# gemmini

**Repository Path**: crosshairs/gemmini

## Basic Information

- **Project Name**: gemmini
- **Description**: Berkeley's Systolic Array Generator
- **Primary Language**: Unknown
- **License**: Not specified
- **Default Branch**: master
- **Homepage**: None
- **GVP Project**: No

## Statistics

- **Stars**: 0
- **Forks**: 0
- **Created**: 2020-02-21
- **Last Updated**: 2020-12-19

## Categories & Tags

**Categories**: Uncategorized

**Tags**: None

## README

Gemmini
====================================

The Gemmini project is developing a systolic-array based matrix multiplication accelerator generator for the investigation of SoC integration of such accelerators. It is inspired by recent trends in machine learning accelerators for edge and mobile SoCs.

Gemmini is part of the [Chipyard](https://github.com/ucb-bar/chipyard) ecosystem. **For instructions on how to produce Gemmini RTL or to run Gemmini simulations, consult [this page](https://chipyard.readthedocs.io/en/latest/Generators/Gemmini.html) in the Chipyard documentation**. This document is intended to provide more in-depth information for those who might want to start hacking on Gemmini's source code.

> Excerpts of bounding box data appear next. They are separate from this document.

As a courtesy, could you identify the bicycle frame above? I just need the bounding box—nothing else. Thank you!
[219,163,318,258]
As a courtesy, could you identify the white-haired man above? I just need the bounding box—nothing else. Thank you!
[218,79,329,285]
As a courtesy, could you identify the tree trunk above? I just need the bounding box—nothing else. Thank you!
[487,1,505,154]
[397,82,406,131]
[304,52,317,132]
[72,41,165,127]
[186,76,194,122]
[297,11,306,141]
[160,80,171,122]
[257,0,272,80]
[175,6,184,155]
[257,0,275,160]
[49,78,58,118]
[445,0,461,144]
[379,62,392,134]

![Image description](./gemmini-system.png)

Architecture
================

Gemmini is implemented as a RoCC accelerator with non-standard RISC-V custom instructions. The Gemmini unit uses the RoCC port of a Rocket or BOOM _tile_, and by default connects to the memory system through the System Bus (i.e., directly to the L2 cache).

At the heart of the accelerator lies a systolic array which performs matrix multiplications. By default, the matrix multiplication support both _output-stationary_ and _weight-stationary_ dataflows, which programmers can pick between at runtime. However, the dataflow can also be hardened at elaboration time.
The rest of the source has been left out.